Aksi premanisme di Kabupaten Bekasi dinilai telah mengganggu iklim usaha dan keamanan masyarakat. Banyak laporan masuk terkait praktik pemalakan di kawasan pusat ekonomi, mulai dari pasar tradisional hingga jalur distribusi industri. Bahkan ada dugaan bahwa beberapa oknum ormas meraup keuntungan besar dari pungutan liar, dengan nilai mencapai miliaran rupiah.

“Ini sangat mengganggu arus distribusi barang dan jasa di kawasan industri. Kami tidak akan tinggal diam melihat kondisi seperti ini,” tegas Mustofa.

Ia mengajak masyarakat untuk tidak takut melapor jika menjadi korban atau melihat praktik pemerasan. “Kami jamin keamanan dan kerahasiaan pelapor.

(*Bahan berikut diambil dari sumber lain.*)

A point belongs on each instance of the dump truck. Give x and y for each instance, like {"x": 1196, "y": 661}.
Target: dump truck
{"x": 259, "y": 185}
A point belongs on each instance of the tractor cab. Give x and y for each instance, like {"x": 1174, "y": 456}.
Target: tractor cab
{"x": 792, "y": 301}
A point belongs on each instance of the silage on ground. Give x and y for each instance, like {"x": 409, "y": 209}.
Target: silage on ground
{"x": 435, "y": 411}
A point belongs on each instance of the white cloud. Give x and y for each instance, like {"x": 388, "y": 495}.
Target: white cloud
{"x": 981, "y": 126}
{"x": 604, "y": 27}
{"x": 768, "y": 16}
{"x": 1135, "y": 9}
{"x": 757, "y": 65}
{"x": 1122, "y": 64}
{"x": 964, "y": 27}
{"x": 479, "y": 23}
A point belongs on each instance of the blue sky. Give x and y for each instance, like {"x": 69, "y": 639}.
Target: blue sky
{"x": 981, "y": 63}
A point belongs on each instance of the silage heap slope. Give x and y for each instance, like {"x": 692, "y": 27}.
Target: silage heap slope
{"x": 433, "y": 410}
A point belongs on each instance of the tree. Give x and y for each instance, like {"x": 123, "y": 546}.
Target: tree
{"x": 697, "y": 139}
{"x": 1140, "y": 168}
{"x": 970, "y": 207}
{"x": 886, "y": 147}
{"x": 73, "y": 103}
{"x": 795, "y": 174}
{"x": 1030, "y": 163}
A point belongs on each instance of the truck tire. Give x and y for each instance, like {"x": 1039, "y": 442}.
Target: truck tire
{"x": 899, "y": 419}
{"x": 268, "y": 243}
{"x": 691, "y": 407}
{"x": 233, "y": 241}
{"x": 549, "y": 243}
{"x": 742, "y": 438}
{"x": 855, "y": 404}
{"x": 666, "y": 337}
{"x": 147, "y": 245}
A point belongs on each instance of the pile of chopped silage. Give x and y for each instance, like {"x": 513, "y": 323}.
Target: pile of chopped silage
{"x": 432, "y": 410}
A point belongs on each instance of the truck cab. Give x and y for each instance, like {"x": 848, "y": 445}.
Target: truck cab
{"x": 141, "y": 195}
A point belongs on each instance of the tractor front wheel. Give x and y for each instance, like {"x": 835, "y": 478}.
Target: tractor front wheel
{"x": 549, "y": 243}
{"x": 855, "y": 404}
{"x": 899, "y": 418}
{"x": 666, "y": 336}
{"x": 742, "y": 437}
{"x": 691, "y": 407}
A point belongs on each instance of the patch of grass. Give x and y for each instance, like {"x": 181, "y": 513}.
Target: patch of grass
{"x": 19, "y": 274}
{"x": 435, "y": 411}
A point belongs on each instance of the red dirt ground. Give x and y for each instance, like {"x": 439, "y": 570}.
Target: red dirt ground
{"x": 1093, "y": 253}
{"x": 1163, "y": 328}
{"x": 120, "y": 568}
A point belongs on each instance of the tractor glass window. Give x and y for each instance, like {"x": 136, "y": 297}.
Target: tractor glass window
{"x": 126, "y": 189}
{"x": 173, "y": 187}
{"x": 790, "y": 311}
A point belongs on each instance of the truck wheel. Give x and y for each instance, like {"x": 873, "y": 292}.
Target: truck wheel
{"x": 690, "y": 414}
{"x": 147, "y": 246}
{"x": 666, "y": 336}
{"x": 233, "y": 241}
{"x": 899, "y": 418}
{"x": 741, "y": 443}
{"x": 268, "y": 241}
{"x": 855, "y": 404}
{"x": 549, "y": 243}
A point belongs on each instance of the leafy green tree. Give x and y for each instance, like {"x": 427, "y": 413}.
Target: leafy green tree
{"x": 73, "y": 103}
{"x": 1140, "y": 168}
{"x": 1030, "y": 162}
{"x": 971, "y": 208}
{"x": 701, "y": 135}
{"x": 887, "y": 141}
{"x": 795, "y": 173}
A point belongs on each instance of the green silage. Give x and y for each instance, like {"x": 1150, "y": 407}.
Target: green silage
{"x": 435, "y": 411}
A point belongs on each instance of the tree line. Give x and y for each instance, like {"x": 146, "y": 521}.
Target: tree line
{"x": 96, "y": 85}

Laporkan siapa pun yang mencoba meminta uang secara paksa atau mengintimidasi warga,” tegasnya.

Bupati Bekasi, Ade Kuswara Kunang, memberikan dukungan penuh terhadap langkah tegas yang diambil aparat kepolisian. Ia menyampaikan bahwa keberadaan ormas harus menjadi mitra dalam pembangunan, bukan sumber keresahan.

“Ormas harus hadir untuk membantu masyarakat dan menjadi bagian dari solusi, bukan justru menakut-nakuti. Bila ada yang melakukan pemerasan atau mengganggu ketertiban, segera laporkan,” tegas Ade.

Ade juga menekankan pentingnya menjaga stabilitas sosial dan keamanan wilayah demi mendorong pertumbuhan ekonomi dan menjaga minat investor. “Kondusifitas sangat penting untuk menarik investasi. Kalau lingkungan aman, semua program pemerintah juga berjalan lancar dan manfaatnya bisa dirasakan masyarakat luas,” ungkapnya.

Menurutnya, ormas memiliki potensi besar dalam memperkuat demokrasi lokal jika dijalankan sesuai nilai-nilai gotong royong dan musyawarah. “Organisasi masyarakat lahir dari semangat demokrasi. Maka itu, ormas harus ikut menjaga kedamaian dan mendorong partisipasi warga dalam pembangunan,” jelasnya.

Kepala Badan Kesatuan Bangsa dan Politik (Bakesbangpol) Kabupaten Bekasi, Encep S. Jaya, mencatat saat ini terdapat 250 organisasi kemasyarakatan yang telah mendaftar secara resmi. Dari jumlah tersebut, 197 ormas telah terverifikasi dan menjalankan kegiatan di berbagai bidang sosial.

“Kami terus melakukan pembinaan terhadap semua ormas, agar dapat bersinergi dengan pemerintah dan tidak menyimpang dari tujuan awal pendiriannya,” tutur Encep.*

  • Penulis: Info Cikarang

Komentar (0)

Saat ini belum ada komentar

Silahkan tulis komentar Anda

Email Anda tidak akan dipublikasikan. Kolom yang bertanda bintang (*) wajib diisi

Rekomendasi Untuk Anda

  • Patung Ikan Gabus di Tambun Utara kini menjadi ikon UMKM dan kuliner untuk mendorong ekonomi warga setempat.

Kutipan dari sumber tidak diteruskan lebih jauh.